Demand Media is defending both its content and its techniques, but it may not be able to outsmart Google's ever-changing algorithms forever. Meanwhile, its competition is heating up. AOL (NYSE: AOL) will ramp up its content generation this quarter, targeting greater page views through enhanced optimization. Don't laugh at AOL; it's run by a former Google executive who knows Big G well.

Moving on to guidance, Demand Media sees its revenue before traffic acquisition costs climbing 23% to 29% this year. That's good. However, it sees itself reverting back to an operating loss for the current quarter and the year as a whole. That's bad.

After its IPO and the conversion of preferred shares into common stock, Demand Media has roughly 90 million shares outstanding. A fast-growing Internet company with spotty profitability could have commanded a $2 billion market cap easily during the dot-com bubble days, but investors are too cynical now.

I can nitpick a little more. I'm a fan of Demand Media's eNom registrar site, but this cutthroat niche still accounts more than a third of the company's revenue. It's also problematic to see its monetization efficiency slip on a page-view basis on its faster-growing network of third-party websites. Thankfully, its slower-growing owned sites are smoking hot on that front.

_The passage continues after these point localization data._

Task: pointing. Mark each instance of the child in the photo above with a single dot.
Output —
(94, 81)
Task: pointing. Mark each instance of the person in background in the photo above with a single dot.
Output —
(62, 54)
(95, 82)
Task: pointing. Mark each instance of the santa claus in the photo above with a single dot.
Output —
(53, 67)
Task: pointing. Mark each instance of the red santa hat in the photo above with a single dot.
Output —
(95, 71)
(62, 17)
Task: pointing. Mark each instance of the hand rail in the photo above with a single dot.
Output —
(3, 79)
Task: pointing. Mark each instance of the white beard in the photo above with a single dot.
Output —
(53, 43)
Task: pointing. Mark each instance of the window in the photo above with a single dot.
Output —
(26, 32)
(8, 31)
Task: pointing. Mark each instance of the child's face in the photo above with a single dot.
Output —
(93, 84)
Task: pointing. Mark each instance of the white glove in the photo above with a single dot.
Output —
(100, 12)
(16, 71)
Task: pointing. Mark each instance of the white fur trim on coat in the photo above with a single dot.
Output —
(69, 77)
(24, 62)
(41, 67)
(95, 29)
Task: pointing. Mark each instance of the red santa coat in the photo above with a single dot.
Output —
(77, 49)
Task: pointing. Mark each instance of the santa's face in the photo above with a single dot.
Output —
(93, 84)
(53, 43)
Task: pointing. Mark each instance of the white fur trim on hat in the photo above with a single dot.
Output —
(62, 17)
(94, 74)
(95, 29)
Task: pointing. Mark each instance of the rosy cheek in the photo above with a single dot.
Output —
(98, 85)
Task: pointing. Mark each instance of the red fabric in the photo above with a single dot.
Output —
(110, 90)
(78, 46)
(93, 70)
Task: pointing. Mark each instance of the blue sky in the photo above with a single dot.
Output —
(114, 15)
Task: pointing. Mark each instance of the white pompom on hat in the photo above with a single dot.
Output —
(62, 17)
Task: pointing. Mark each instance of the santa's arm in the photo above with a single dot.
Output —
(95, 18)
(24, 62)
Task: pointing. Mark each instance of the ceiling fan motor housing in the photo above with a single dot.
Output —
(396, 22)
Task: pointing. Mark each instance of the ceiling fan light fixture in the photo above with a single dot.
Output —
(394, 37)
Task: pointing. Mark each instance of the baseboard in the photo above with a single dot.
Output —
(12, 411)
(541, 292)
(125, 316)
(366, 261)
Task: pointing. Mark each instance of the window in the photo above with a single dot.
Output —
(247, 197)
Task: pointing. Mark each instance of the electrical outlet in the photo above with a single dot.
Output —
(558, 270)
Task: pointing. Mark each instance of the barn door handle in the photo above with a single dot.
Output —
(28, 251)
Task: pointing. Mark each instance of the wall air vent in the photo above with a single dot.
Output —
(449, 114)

Demand Media is an intriguing company at a time when content is king, but I'm not sold on the valuation. It seemed overpriced at its IPO price of $17 last month; after digesting last night's report, my opinion stands.  

Still, as I do every week, I won't talk down a stock unless I have three alternatives that I believe will outperform the company getting the heave-ho:

Google
The search giant may not be growing as quickly as Demand Media these days, but its 26% top-line spurt and explosive profitability in its latest quarter make it no slouch. As Demand Media wannabes flood the market, I'd rather bet on the platform that will remain the world's top search engine, and on which all these content-farm contenders hope to rank well.

Yahoo! (Nasdaq: YHOO)
In retrospect, Yahoo! got a sweet deal when it nabbed the smaller, yet still relevant, rival content farm Associated Content for $100 million last year. Yahoo! may have outsourced its search functionality through Microsoft's (Nasdaq: MSFT) Bing, but it's still collecting hefty tolls on its traffic. Yahoo! also has a portfolio of lucrative healthy Asian investments, even with Alibaba coming under fire amid a recent selling-fraud scandal.

Sohu.com (Nasdaq: SOHU)
I'm resisting the obvious temptation to go with Baidu (Nasdaq: BIDU) for this final slot. China's leading search engine is a brilliant speedster, but it's also potently priced. If I'm talking down Demand Media on valuation, it's only fair that I come back with a cheapie in China. Sohu runs the small Sogou.com search engine in China, but its namesake portal is also an advertising magnet. Revenue and earnings grew 28% and 41% respectively in its latest quarter. Despite the heady growth, Sohu is trading for just 17 times this year's projected profitability, and less than 15 times next year's target.

Prove me wrong, Demand Media. I'm a sucker for the law of surprise and Demand.